Scientists have discovered that insects keep their backs to light sources at night, a behavior that suggests artificial lights are disrupting their natural navigation. This finding, based on high-speed camera footage, challenges long-held beliefs and highlights the impact of artificial lighting on insect behavior and conservation.
At night in the cloud forest of Costa Rica, a small team of international scientists turned on a light and waited. Soon insects large and small descended from the darkness. Butterflies with spots resembling unblinking eyes on each wing. Shiny armored beetles. He flies. Once, even a praying mantis. Each of them did the same hypnotic, dizzying dance around the lamp as if they were connected to it by an invisible thread.
Excitement spread among the group of researchers, even though this phenomenon was not new to them. The difference is that they now have sophisticated technology and high-speed cameras — capable of capturing fast, frenetic orbits — to map the hard-to-track movements of hundreds of insects and discover the secrets surrounding the reasons for their antics around light. At night.

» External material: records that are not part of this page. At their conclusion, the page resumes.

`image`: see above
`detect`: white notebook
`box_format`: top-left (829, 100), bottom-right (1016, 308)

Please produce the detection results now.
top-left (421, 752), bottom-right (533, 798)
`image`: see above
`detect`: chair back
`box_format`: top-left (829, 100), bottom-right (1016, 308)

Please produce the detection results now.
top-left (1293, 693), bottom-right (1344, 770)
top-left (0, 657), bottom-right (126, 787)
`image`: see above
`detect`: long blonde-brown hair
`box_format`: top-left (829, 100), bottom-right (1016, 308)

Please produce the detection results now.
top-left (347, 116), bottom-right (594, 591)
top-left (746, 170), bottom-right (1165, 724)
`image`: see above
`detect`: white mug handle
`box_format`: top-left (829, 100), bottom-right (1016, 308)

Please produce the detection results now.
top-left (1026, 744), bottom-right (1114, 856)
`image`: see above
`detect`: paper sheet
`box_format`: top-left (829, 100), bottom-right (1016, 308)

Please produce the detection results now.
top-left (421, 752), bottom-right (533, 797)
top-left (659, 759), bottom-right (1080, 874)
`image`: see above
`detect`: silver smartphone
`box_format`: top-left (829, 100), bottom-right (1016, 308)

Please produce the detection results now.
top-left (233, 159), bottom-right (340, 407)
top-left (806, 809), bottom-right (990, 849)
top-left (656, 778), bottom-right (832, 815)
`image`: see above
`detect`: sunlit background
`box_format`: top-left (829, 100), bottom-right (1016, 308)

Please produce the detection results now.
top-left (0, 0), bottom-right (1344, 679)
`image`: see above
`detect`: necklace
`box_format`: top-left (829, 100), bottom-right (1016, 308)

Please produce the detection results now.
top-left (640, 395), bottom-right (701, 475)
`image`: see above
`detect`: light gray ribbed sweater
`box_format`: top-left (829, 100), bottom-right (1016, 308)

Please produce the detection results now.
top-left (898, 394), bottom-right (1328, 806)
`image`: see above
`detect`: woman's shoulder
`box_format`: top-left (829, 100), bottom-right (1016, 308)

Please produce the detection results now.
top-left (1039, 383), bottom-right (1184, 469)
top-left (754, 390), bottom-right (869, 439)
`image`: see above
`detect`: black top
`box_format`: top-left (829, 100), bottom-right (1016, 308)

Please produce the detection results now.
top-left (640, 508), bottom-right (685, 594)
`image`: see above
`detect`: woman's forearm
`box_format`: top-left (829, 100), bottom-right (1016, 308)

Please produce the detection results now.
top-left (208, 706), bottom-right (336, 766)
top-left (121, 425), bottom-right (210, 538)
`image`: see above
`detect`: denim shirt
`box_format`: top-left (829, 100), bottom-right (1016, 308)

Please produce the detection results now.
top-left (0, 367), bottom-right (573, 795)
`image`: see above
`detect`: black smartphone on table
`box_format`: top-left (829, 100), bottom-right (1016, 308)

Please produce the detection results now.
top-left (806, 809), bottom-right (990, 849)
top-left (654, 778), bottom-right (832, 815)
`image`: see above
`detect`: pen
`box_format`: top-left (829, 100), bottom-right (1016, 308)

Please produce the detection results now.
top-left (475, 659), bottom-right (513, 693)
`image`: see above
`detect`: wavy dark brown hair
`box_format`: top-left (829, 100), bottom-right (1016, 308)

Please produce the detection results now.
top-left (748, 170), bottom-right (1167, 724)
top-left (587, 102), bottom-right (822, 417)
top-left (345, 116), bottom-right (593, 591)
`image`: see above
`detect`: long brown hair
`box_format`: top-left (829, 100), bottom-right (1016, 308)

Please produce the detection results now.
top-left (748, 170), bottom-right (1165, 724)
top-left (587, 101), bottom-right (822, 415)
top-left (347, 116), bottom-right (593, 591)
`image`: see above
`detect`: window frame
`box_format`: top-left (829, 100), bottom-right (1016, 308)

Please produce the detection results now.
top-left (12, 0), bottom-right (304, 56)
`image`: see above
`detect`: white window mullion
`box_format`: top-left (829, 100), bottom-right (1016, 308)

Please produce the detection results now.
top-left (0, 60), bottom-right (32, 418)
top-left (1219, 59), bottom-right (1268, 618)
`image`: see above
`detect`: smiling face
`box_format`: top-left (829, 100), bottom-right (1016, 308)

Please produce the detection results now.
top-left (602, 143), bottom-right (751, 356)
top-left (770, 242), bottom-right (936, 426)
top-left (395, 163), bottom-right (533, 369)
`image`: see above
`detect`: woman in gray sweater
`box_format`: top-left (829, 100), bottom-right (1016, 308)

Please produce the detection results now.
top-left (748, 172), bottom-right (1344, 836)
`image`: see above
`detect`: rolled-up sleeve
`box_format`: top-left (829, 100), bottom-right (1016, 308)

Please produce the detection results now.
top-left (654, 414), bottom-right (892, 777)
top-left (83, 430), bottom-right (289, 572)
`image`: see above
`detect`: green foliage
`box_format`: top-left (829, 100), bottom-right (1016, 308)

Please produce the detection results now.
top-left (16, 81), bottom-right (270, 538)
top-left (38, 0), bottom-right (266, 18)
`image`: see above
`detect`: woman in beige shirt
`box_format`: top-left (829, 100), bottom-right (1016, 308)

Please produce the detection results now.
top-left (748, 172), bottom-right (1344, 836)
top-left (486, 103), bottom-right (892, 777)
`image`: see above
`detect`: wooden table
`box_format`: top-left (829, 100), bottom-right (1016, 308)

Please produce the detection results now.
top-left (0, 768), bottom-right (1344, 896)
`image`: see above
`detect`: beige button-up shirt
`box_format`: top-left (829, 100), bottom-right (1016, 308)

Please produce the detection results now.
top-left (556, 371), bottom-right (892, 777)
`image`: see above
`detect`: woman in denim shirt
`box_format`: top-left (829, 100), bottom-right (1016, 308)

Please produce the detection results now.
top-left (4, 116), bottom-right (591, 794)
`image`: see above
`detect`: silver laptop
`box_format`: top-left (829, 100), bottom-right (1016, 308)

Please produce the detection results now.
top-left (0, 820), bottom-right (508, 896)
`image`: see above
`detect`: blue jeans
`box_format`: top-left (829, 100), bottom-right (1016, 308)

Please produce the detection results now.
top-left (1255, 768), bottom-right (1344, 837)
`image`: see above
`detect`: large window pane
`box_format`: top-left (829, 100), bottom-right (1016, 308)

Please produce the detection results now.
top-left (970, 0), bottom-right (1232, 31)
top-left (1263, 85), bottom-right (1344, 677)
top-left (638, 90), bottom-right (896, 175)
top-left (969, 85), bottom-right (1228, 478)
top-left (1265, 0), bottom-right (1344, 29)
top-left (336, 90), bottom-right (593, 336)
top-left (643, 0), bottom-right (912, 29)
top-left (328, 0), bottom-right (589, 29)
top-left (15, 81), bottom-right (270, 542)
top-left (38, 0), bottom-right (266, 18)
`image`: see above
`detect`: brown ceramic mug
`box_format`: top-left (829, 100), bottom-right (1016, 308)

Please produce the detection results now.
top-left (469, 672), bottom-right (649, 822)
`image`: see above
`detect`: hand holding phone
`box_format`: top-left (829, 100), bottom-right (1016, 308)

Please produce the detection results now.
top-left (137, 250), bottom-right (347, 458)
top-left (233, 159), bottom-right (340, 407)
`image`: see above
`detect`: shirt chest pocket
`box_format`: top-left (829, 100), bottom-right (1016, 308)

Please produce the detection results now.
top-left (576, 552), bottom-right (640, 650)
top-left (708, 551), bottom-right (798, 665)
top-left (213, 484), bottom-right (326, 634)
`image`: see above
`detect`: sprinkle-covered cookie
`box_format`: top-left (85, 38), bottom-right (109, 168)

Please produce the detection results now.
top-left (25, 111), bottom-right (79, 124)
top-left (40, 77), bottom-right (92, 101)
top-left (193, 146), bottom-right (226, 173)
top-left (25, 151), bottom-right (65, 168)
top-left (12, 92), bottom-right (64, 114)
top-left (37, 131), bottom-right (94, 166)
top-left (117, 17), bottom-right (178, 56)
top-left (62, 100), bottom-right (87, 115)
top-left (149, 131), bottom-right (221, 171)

Detection of insect behavior
A surprising detail emerged in the data: While flying, the insects kept their backs facing the artificial light source.
“You watch slow-motion videos and see it happening over and over again,” says Yash Sondhi, a recent Ph.D. in biological sciences at Florida International University. Graduate and current postdoctoral researcher at the Florida Museum of Natural History. “Maybe when people notice it, like around porch lights or street lamps, they seem to fly straight at it, but that's not the case.”

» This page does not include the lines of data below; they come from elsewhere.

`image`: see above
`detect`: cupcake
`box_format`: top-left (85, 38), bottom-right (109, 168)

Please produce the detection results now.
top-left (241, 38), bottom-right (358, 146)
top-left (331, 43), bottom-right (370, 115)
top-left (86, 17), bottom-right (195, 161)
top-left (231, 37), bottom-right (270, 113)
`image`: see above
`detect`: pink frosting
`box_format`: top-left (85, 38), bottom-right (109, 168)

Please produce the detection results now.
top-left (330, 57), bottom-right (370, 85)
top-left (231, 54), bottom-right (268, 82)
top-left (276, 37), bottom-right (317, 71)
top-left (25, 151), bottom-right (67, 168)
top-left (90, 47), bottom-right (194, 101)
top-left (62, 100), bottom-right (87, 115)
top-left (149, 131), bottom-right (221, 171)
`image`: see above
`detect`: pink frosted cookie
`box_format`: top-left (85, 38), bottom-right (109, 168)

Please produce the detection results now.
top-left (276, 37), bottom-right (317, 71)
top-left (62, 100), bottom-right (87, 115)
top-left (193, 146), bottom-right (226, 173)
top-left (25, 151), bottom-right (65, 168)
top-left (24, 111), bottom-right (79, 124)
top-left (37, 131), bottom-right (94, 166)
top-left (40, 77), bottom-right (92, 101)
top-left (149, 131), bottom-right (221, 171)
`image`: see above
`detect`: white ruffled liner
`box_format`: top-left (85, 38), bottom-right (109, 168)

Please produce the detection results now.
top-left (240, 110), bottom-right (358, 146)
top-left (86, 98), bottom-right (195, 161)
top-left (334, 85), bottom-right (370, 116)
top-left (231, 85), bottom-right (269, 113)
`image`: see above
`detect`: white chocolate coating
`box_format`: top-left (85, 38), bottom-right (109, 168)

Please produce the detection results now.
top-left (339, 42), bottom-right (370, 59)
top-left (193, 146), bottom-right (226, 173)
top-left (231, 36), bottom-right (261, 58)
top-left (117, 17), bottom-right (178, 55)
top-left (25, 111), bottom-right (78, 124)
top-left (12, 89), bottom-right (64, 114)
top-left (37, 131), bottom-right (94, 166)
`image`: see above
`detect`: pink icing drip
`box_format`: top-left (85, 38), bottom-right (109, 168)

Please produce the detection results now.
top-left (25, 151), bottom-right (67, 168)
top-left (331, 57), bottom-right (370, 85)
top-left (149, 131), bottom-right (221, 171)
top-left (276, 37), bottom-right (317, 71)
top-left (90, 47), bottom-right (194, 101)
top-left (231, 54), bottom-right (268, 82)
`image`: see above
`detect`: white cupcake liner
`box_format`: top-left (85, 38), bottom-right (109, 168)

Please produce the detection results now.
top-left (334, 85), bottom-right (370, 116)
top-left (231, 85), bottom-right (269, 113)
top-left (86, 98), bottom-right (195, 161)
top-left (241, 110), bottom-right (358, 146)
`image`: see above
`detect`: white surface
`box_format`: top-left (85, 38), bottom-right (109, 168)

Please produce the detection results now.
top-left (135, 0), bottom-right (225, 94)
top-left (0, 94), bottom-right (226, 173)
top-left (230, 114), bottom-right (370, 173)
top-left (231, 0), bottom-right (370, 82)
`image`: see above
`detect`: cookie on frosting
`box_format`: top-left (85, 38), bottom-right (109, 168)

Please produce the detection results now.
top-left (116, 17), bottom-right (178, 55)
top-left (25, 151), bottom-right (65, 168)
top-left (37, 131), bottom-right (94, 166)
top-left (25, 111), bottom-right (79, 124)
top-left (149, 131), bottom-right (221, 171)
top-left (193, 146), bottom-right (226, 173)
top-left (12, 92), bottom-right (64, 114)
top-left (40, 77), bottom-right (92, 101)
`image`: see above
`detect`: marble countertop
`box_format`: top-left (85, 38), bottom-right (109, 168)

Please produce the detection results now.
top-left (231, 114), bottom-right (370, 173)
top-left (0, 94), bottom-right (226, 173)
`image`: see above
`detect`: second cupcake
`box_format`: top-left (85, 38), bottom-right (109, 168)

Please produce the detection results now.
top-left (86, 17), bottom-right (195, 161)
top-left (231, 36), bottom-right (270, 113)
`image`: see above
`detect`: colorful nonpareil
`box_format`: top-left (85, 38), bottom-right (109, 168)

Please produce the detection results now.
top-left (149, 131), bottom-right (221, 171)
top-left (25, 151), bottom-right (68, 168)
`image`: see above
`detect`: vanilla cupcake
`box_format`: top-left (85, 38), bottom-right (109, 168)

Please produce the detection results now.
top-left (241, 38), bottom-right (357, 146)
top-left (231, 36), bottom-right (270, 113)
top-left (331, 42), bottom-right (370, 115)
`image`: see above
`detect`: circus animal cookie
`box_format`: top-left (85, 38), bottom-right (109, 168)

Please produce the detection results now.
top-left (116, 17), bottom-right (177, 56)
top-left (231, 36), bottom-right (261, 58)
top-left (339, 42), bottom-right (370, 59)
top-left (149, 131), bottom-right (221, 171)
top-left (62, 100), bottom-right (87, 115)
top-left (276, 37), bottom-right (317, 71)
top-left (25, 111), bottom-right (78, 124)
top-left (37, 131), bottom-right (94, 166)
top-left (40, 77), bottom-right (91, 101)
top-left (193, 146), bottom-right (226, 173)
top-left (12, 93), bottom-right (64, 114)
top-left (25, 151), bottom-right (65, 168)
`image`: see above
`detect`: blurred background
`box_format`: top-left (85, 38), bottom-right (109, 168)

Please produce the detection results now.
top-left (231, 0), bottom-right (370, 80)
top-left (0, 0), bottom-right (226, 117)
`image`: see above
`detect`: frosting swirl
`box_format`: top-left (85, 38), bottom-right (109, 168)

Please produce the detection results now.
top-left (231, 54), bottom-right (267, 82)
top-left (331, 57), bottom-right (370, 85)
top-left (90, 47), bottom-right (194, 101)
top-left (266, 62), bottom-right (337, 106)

This behavior, which had not been documented before, was published in the journal Nature CommunicationsIt offers a new explanation, and while it confirms that light inactivates insects, it also offers a new take on this conservation interest.
Over millions of years, insects have evolved to master flight by relying on the brightest thing they can see: the sky. Today, the lit world throws its instincts for a loop. The insects believe that the imposter “sky” they find is the real one and become trapped in an exhausting cycle trying to stay oriented. It's a futile effort that results in clumsy maneuvers and occasional head-on collisions into the light.
Gravity, flight and artificial light
A good understanding of gravity is mandatory for all animals.
Especially those that fly, such as insects that perform flying tasks that can exceed those performed by human pilots. When flying, they feel such rapid acceleration that their gravity sensing becomes unreliable. They need the sky, even at night, to know which direction to turn and navigate, while maintaining control in the air. But artificial light messes with this system.
Sondhi began connecting the dots between insect vision, light, and flight when he joined the lab of Jamie Theobald, an assistant professor of biology at Florida International University, in 2017.
However, the work really began when he found a group of specialists in the fields of insect flight and sensory systems who were determined to collect and study a deluge of 3D flight data to see what, if anything, was revealed.
Pioneering discoveries and future considerations
This group included Sundy and Theobald, as well as Sam Fabian and Huai Ti Lin from Imperial College Londonand Pablo Allen of the Council for International Educational Exchange in Monteverde, Costa Rica.
The research project began in Lin's lab where Fabian works, which has a motion-capture arena like the kind used in movies, only the size of insects.
Small L-shaped tags were pasted along the backs of many of the moths and dragonflies, so when they flew around the light, they were also collecting data about how they rolled, turned and moved through three-dimensional space.
“In one of the first experiments, I let a large yellow butterfly under the wing take off from my hand and fly directly over the UV lamp and it instantly turned upside down,” he said. “But we didn’t know then whether the behavior we saw and measured in the laboratory could also be seen in the wild.”
National Geographic funding helped the team travel to Costa Rica — a country rich in diverse insect life — with their cameras to find out.
In total, they collected more than 477 videos covering more than 11 insect orders, then used computer tools to reconstruct points along the flight paths in 3D. Combined with motion capture data, the researchers figured it all out Classify In fact, they turned upside down when exposed to light, just like the big yellow wing in the lab.
“This was a prehistoric question. In the early writings, people would notice this around a fire,” Theobald said. “All of our speculation about why this happened turned out to be wrong, so this is definitely the coolest project I’ve ever been a part of.”
While the study confirms that light inactivates insects, it also suggests that the direction of light matters. The worst is an uplight or just a bare bulb. Shrouding or shielding may be key to offset negative effects on insects.
The team also thinks about lighter colors, as if cool versus warm colors have different effects. Of course, the still unexplained mystery surrounds attraction to light, and how it occurs in the first place over such great distances.
“I've been told before that you can't ask why questions like that, and that there's no point in them,” Sondhi said. “But through our perseverance and finding the right people, we came up with an answer that none of us had really thought about, but that is so important for raising awareness about how light affects insect populations and informing changes that can help them.”
Reference: “Why Do Flying Insects Congregate Under Artificial Light” by Samuel T. Fabian, Yash Sondhi, and Pablo E. Allen, and Jimmy C. Theobald, Huai Ti Lin, January 30, 2024, Nature Communications.